Wider Spreads and Fees Could Help Restore Investor Confidence

To rekindle interest in equities, a group of market experts called for wider spreads for less liquid stocks, and possibly even instituting a fee that would aid market making and research for these thin traders.

A diverse group of panelists at a Liquidnet-sponsored event in New York focused on how investors and companies have shunned the primary and secondary markets. The May 2010 flash crash and the more recent Facebook IPO debacle haven’t helped, so restoring confidence will be a tall order, panelists said.

“They feel the game is rigged to the point of where they are getting raped,” said Milton Ezrati, chief economist and market strategist at Lord Abbett, describing how retail investors feel toward equities. “There’s been a secular abandonment of equities, and there is no denying we are in extreme disfavor.”

To prove his point, Ezrati told attendees that since 2000, equities have underperformed bonds, posting a negative 10-year total return while U.S. Treasuries have managed an 8 percent return. 
“People don’t trust the system and feel the game is rigged,” he added. “People need to see that it is not.”

The remedies the panelists suggested are not foreign.

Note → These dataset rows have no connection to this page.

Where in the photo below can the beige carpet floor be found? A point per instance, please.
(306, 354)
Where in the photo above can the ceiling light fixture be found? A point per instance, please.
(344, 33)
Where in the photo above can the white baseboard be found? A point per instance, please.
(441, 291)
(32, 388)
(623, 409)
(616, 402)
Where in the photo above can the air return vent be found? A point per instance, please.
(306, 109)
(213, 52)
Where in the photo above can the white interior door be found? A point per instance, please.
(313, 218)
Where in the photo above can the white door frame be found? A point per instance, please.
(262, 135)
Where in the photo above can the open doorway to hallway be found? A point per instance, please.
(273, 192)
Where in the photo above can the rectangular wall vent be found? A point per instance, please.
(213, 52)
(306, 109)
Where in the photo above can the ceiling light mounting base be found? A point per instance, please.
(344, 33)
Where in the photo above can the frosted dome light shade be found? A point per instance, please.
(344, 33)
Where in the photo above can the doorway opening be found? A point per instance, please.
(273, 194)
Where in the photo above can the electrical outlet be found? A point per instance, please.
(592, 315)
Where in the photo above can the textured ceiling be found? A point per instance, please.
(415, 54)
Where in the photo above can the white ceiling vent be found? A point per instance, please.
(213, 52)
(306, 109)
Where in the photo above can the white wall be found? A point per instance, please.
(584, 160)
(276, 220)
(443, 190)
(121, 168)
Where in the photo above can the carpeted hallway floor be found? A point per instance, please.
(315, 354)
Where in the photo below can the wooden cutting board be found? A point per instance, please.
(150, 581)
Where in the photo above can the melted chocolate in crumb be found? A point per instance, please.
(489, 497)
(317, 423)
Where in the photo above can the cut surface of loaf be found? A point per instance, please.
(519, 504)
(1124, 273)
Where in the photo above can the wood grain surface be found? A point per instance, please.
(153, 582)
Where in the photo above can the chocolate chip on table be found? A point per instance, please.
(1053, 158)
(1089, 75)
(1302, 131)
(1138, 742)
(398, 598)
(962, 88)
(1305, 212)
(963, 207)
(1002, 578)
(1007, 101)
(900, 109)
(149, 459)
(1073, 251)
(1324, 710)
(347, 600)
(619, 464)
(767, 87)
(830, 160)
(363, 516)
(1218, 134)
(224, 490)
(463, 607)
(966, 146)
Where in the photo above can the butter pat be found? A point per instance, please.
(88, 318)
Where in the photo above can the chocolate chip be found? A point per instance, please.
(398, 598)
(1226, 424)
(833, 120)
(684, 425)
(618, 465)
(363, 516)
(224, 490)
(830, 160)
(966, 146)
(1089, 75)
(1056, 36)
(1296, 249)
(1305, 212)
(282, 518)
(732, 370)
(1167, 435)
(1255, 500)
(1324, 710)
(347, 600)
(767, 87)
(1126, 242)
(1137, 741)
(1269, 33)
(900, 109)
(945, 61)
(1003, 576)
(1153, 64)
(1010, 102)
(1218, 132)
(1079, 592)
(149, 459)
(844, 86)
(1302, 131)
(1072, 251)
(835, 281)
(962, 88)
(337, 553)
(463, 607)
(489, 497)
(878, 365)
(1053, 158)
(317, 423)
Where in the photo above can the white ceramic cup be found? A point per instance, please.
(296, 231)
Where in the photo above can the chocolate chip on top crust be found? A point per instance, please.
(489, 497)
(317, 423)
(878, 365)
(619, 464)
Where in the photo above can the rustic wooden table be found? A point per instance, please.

Widening bid-offer spreads was a familiar call after the industry began trading in penny increments in 2001. Subsequently, as spreads narrowed, the average trade size dropped precipitously. But this idea never generated enough interest, as the industry adapted to the smaller trade size with electronic trading using algorithms.

However, emerging companies might be a different animal, and the recent JOBS Act has prompted another look at this topic. The Securities and Exchange Commission has been mandated to review spread size for small companies. The comment period to the SEC on this question ends July 5.

The call for a fee on trades for less liquid stocks would be akin to a 12b-1 fee that investors currently pay for mutual funds. Only in this case, the fee would go to support research and market making.

Jim Angel, associate professor at the McDonough School of Business at Georgetown University, is a proponent of both wider spreads and the fee. But he also had strong opinions elsewhere.

He said that small and emerging companies, not just mom-and-pop investors, are skittish about the equities markets and afraid to tap the markets.

“Fewer companies are willing to go public or stay public,” he said, citing a study that reported there are 50 percent fewer companies trading publicly today than 20 years ago. “And even formation of companies as private enterprises is dropping, because the exit strategy—starting to offer shares to public investors—is getting less and less attractive.”

Part of the problem, both Angel and Ezrati argue, is the narrowing of spreads, especially for small and emerging companies.  Georgetown’s Angel recommends moving away from sub-penny pricing, as high-frequency traders and the exchanges have advocated, and towards wider spreads. 

“If the spread needs to be a nickel, then it’s a nickel,” he said. “One-size tick does not fit all. There’s no reason there needs to be the penny spread that the Securities and Exchange Commission now mandates.”

Larry Tabb, chief executive of the Tabb Group, said dime spreads shouldn’t be off the table and considered as well.  This, he added, would incentivize brokers to trade and provide research for smaller and new companies.

Angel believes issuers, not the regulators, should decide what the spread should be in stocks. But if a company trades better with sub-penny pricing, “Then sub-penny should be permitted.”
Also, he called for a slight fee that investors would pay when trading small stocks. This fee would support market making and research, which would theoretically create interest in the stocks.

“I don’t know what the magic bullet is for our problems, but we need to do something,” Angel said. “We need to be open to experimentation and get confidence up and the markets moving.”